Irreversible Pulpitis Signs and Symptoms:
- It is usually asymptomatic.
- Fleshy pulpal tissue fills the pulp chamber. It is less sensitive than normal pulp but bleeds easily due to a rich network of blood vessels.
- Sometimes this pulpal growth interferes with chewing
Chronic Hyperplastic Pulpitis
It is an inflammatory response of pulpal connective tissue due to extensive carious exposure of a young pulp. It shows the overgrowth of granulomatous tissue into carious cavity.
Etiology:
The hyperplastic form of chronic pulpitis is commonly seen in the teeth of children and adolescents because in these pulp tissue has high resistance and large carious lesion permits free proliferation of hyperplastic tissue.
Chronic Hyperplastic Pulpitis Histopathology:
- The tissue of pulp chamber is transferred into granulation tissue which projects out from pulp chamber.
- Granulation tissue contains PMNs, lymphocytes, and plasma cells.
- The surface of pulp polyp is usually covered by stratified squamous epithelium which may be derived from gingiva, desquamated epithelial cells of mucosa and tongue.
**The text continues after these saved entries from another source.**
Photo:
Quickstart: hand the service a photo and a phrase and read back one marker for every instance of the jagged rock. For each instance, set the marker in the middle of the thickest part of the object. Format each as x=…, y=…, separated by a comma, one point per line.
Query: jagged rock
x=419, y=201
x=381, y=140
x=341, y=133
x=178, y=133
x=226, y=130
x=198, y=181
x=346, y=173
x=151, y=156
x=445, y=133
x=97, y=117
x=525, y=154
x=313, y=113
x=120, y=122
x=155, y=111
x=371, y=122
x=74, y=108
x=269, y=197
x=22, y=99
- Nerve fiers may be present in the epithelial layer.
Chronic Hyperplastic Pulpitis Diagnosis:
- Pain: It is usually absent
- The hyperplastic form shows a fleshy, reddish pulpal mass which fills most of the pulp chamber or cavity. It is less sensitive than normal pulp but bleeds easily when probed. When it is cut, it does not produce pain but pain can result due to pressure transmission to the apical part
- Vitality tests
- The tooth may respond feebly or not at all to thermal tests unless one uses extreme cold.
- More than normal current is required to elicit the response by the electric pulp tester.
- Diffrential diagnosis:
Hyperplastic pulpitis should be diffrentiated from proliferating gingival tissue. It is done by raising and tracing the stalk of tissue back to its origin, that is, pulp chamber.
Chronic Hyperplastic Pulpitis Treatment:
- In case of hyperplastic pulpitis, removal of polypoid tissue using a periodontal curette or spoon excavator followed by root canal treatment.
- If a tooth is at the nonrestorable stage, it should be extracted.